Tagging “postmortems”—which at Automattic we do on internal “P2” sites. The paper made me laugh here by calling the archive of these recaps a “morgue” (also used in the journalism/newspaper industry).
Anomalies are unambiguous but highly encoded messages about how systems really work. Postmortems represent an attempt to decode the messages and share them.
Anomalies are indications of the places where the understanding is both weak and important.
This is a key point: learning from outages helps us gain a more accurate understand of our system. Back to my point about trying to hold it all in my head: “Collectively, our skill isn’t in having a good model of how the system works, our skill is in being able to update our model efficiently and appropriately.”
The authors seem to treat postmortems as a deeply social activity for the teams involved, valuable beyond the dry technical review. At Automattic we could benefit from more intentional structure and synchronous sharing around this activity.
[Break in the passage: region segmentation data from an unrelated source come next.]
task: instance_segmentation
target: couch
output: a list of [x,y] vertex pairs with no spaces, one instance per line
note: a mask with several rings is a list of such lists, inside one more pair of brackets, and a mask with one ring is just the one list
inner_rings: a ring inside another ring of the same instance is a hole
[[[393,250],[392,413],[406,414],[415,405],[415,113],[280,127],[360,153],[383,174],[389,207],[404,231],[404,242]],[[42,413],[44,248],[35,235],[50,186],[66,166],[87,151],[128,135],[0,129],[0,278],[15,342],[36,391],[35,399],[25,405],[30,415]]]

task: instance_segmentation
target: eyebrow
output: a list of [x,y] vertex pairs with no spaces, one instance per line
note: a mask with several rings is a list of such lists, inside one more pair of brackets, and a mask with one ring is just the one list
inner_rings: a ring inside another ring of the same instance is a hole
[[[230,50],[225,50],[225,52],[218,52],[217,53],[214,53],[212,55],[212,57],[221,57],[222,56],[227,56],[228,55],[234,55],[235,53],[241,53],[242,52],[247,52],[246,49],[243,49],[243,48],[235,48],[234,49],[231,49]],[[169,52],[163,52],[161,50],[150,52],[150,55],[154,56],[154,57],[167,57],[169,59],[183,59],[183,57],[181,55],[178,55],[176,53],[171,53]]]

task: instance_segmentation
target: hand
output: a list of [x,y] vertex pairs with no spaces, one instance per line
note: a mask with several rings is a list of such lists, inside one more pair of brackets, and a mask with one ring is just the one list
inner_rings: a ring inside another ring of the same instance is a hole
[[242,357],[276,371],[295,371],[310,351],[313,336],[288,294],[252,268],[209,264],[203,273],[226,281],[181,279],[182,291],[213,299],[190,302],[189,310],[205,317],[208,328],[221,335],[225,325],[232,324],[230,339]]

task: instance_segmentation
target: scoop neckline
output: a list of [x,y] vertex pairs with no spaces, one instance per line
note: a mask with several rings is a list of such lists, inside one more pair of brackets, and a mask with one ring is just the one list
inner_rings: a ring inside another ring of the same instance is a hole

During the anomaly, coordinating the work can be difficult, assigning well-bounded tasks out to individuals to speed up recovery, bringing onlookers and potential helpers up to speed—versus doing it yourself to focus on the problem
Good insight for technical people from software developers to QA to DevOps:
To be immediately productive in anomaly response, experts may need to be regularly in touch with the underlying processes so that they have sufficient context to be effective quickly.
It’s much harder to work across many codebases and products and be effective in helping resolve an outage. There is high value in “shared experience working in teams” so that communication about the underlying issues is unneeded during a crisis; communications are short and pointed. You already know if your coworker is capable of something, so you don’t even have to ask.
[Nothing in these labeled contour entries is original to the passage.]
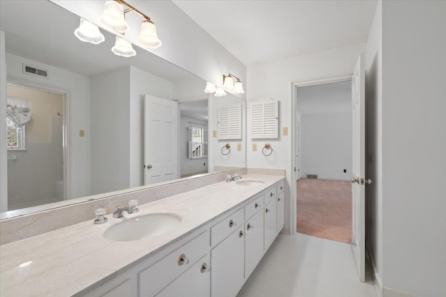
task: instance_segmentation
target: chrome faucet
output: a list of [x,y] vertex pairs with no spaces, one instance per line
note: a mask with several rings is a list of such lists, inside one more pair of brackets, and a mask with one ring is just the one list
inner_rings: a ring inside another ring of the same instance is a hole
[[237,182],[239,179],[241,179],[242,177],[240,177],[240,175],[238,175],[238,173],[234,173],[233,175],[226,175],[226,182]]
[[137,208],[138,205],[138,200],[130,200],[128,202],[128,207],[121,208],[121,207],[118,207],[116,210],[113,211],[113,217],[114,218],[122,218],[124,216],[123,212],[127,211],[128,214],[134,214],[135,212],[139,211],[139,209]]

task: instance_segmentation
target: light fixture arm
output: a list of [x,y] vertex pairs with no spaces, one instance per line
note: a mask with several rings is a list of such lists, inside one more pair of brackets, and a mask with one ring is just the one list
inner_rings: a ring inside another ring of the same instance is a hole
[[123,5],[127,7],[127,9],[124,10],[124,13],[128,13],[129,11],[134,11],[138,15],[141,15],[142,17],[145,19],[144,21],[144,22],[155,24],[155,22],[153,22],[153,21],[152,21],[147,15],[141,13],[141,10],[139,10],[138,8],[137,8],[133,6],[131,6],[128,3],[125,2],[124,0],[114,0],[114,1],[118,2],[119,4]]

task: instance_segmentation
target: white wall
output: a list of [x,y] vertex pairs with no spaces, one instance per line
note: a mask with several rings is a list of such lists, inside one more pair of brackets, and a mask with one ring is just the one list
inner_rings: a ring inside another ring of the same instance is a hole
[[130,67],[130,185],[144,184],[144,95],[150,94],[171,100],[173,83],[151,73]]
[[[286,186],[285,188],[286,211],[284,232],[290,232],[295,222],[291,222],[291,187],[295,186],[292,182],[291,135],[291,82],[321,77],[351,73],[357,57],[365,51],[365,44],[320,51],[312,54],[299,56],[274,62],[249,65],[247,67],[248,81],[247,93],[248,102],[270,97],[279,101],[279,126],[289,127],[289,136],[280,136],[279,139],[268,140],[275,152],[270,157],[265,157],[261,150],[251,150],[252,141],[248,136],[247,146],[247,166],[253,168],[284,168],[286,170]],[[247,130],[251,130],[251,115],[248,109]],[[259,143],[255,140],[256,143]]]
[[383,2],[383,286],[446,296],[446,2]]
[[[104,9],[104,1],[51,1],[95,23]],[[222,85],[222,74],[229,72],[246,81],[246,67],[173,2],[134,1],[131,3],[155,23],[162,45],[149,51],[216,85]],[[125,38],[136,44],[141,18],[136,13],[128,13],[125,19],[130,28]]]
[[383,3],[376,6],[366,52],[366,248],[383,285]]
[[91,195],[129,187],[130,93],[129,67],[91,78]]
[[[23,74],[23,63],[47,70],[49,77]],[[90,195],[90,78],[8,53],[6,64],[8,78],[69,92],[70,198]],[[85,137],[79,136],[79,130],[81,129],[85,130]]]
[[[6,122],[6,58],[5,56],[5,33],[0,31],[0,122]],[[0,125],[0,139],[6,139],[6,125]],[[8,211],[8,166],[6,145],[0,141],[0,212]]]
[[351,113],[305,113],[300,122],[302,177],[316,174],[322,179],[350,180]]
[[[193,122],[193,124],[190,123]],[[189,159],[189,128],[208,129],[208,121],[193,118],[181,116],[180,119],[180,175],[196,175],[208,172],[208,158]]]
“Sense making” is what I feel I often do in my daily investigative work, and a valuable skill—pattern matching and synthesis.
Strange loops are interdependencies in the failure that cause even more issues. For example, when you can’t log errors because the log file stopped working due to kernel TCP/IP freeze; and the failures caused an overloaded log or full storage.
This bit applies to WordPress.com: continuous deployment can change the culture around site outages, making them “ordinary” and quickly resolved as brief emergencies because of automation that’s readily available. But, when that automation itself fails — like a hung deploy command—it becomes an existential issue. Now we can’t break the site because our mechanism to quickly recover is gone.
A good summary of the balance between taking time to avoid or pay technical debt with the pressure to quickly ship visible product changes for customers.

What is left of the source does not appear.